Going to a new art museum as an art historian is like going to a reunion. You know the works of art so well from studying them in class or in textbooks, but then seeing them in person gives you the feeling of seeing an old friend serendipitously.


Donatello’s bronze “David” 1440s

For instance, on the second floor in the Bargello there were three of the Renaissance’s most famous Davids- two by Donatello and the other by Verrochio- and it was like a party with all of them there! Another blogger said she felt like saying “Oh hey, you’re here too!?” and that’s exactly how it is.

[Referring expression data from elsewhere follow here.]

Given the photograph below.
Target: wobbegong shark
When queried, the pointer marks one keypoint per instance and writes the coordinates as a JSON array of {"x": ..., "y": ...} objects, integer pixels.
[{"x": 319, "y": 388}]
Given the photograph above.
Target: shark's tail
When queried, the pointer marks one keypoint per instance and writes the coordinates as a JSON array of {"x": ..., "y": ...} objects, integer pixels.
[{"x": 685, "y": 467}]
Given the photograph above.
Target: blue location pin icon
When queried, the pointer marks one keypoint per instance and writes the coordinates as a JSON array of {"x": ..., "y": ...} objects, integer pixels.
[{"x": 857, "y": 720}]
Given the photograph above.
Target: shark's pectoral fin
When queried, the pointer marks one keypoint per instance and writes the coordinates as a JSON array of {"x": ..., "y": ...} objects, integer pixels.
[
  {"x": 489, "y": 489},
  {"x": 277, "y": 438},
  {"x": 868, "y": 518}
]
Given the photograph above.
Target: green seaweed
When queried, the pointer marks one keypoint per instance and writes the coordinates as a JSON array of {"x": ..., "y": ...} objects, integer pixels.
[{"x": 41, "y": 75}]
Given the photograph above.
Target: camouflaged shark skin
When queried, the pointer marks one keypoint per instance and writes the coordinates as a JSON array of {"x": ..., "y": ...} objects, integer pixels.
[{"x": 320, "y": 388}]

Donatello’s marble “David” 1408

I also got to see a few of Michelangelo’s early works. One was a wooden crucifix that scholars generally attribute to the artist, but aren’t 100% sure. The other was his marble Bacchus. Carved around 1496, Michelangelo would have completed the statue in his early 20s. I’m in my early 20s. He did this when he was my age. Crazy.


Michelangelo’s “Bacchus” 1496

As the god of wine, Bacchus holds a cup high while balancing lopsided on one foot, threatening to tip over at any moment. The fawn behind him is secretly eating a few grapes while also acting as a stabilizing device for the heavy marble above.

I’d say it was a pretty productive week, and I’ve just barely scratched the surface. I can’t wait to find the other Renaissance treasures!

Tomorrow I start my classes, so hopefully I’ll have some better insight on the artworks I find!